Sickly sweet "A Little Bit of Heaven" a lot like Movie Land




A Little Bit of Heaven (2012) 
106 min., rated PG-13.
"A Little Bit of Heaven" wouldn't sound like a bummer of a movie about colon cancer. That's because the title refers to Peter Dinklage as a dwarf prostitute, but more on that later. Far removed from the disturbing subject matter of pedophilia in her 2004 feature debut "The Woodsman," director Nicole Kassell's bizarre, sickly sweet grab-bag of romantic comedy, disease-of-the-week melodrama, and heaven fantasy is her sophomore slump. Since the film lives in Movie Land, colon cancer comes with a hunky doctor, Macy Gray on the soundtrack, Whoopi Goldberg as God, and a shopping day of splurging! Dying never looked so cutesy and hokey.

Living in her quaintly charming New Orleans apartment (with a swing in the kitchen!), Marley (Kate Hudson) is a saucy, happy-go-lucky ad exec with a pet bulldog, good friends, and a boyfriend she breaks up with. But during a doctor's appointment with Dr. Julian Goldstein (a charming Gael García Bernal), a sexy Jewish-Mexican doctor who can't tell jokes but has a yo-yo collection, Marley gets a colonoscopy and has a dream chitchat with Whoopi Goldberg as God (played by, yes!, Whoopi Goldberg) who breaks the news that she's dying…from colon cancer. Along the way, she quits her trial of chemotherapy treatment, goes hand-gliding, falls in love with Julian, and even at one point takes him to a drag-queen club. At one point, her friends even call in a dwarf prostitute (Peter Dinklage, who deserves better) to rock her world, but they end up banging on her door to pretend they're having loud, amazing sex. While mending her relationship with her parents (Kathy Bates and Treat Williams) and planning her funeral as a celebration that puts the "F-U" back in funeral, Marley tries living her short life to the fullest.

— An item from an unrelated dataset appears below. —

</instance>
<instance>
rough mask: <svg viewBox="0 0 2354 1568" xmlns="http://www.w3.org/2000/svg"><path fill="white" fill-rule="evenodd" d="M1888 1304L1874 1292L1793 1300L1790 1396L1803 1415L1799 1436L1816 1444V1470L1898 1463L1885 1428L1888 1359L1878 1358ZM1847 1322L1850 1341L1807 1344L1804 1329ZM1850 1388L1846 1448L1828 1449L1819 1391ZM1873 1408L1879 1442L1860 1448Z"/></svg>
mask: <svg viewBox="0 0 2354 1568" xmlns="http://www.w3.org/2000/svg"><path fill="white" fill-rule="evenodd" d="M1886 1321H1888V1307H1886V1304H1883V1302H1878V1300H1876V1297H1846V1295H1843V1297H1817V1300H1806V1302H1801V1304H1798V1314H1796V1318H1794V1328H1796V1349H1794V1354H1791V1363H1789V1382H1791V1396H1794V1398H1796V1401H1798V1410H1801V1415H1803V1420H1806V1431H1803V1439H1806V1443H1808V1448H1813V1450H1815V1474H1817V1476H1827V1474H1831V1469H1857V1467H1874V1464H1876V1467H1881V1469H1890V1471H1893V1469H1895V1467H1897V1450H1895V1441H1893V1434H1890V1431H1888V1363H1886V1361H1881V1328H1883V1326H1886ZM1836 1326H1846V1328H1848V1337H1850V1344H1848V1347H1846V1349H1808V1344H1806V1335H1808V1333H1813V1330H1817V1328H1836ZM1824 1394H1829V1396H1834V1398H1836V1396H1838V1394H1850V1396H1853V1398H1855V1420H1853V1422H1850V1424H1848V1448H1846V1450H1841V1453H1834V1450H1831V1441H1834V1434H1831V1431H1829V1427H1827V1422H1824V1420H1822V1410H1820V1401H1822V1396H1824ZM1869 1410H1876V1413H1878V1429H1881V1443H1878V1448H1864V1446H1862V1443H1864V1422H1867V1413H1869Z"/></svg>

It seems that ever since 2000's "Almost Famous," which was no fluke, Kate Hudson is still trying to find herself as an actress. Having starred in a string of indistinguishable romantic comedies (2003's "Alex & Emma," 2008's "Fool's Gold," 2008's "My Best Friend's Girl," etc.), she's always a perky, sunshiny presence that must have been passed on from mother Goldie Hawn. Hudson is basically playing her Helen character from "Raising Helen" with a commitment phobia, just less ingratiating and empathetic. But here, she at least looks realistically tired and less glamorous with bags under her eyes as the cancer gets worse. After acting cavalier toward her parents and friends, Hudson's Marley proceeds to drink a bottle of bourbon on her bicycle and almost gets hit by a car. It's like she's just asking for it. Lucy Punch is great in everything, infusing her roles with cool, oddball energy, but here she's just stuck in "the friend" role, playing kooky co-worker friend Sarah. Always excellent, Rosemarie DeWitt turns in fine work as pregnant best friend Renee. Beyond wearing pastel shirts, Romany Malco thankfully doesn't overplay the "gay neighbor" role of Peter. Goldie Hawn must be living up her supposed retirement because Kathy Bates plays Marley's long-suffering mom, but she conveys the most emotional heft.

"A Little Bit of Heaven" marks the writing debut of Gren Wells, and the good news is she should get more work for the Lifetime Channel. Bad idea piled upon bad idea, this would-be weeper rings false and can't find a consistent tone that works to save its life. If you put words like "gay best friend" and "cancer" into a hat and pull them out to write a script, you'd have put as much thought into the film as the makers did. For a film that more poignantly handled the final months of a character with cancer, don't miss last year's "50/50." That film was half-tragedy and half-comedy and walked the tightrope beautifully. 

Though a notch above 2001's groaningly melodramatic "Sweet November" (where a deathly ill Charlize Theron shacked up with Keanu Reeves), "A Little Bit of Heaven" is still incurable and insulting for glossing over an illness such as cancer. When we all knock on death's door, we'd be lucky to share a glass of champagne with Whoopi.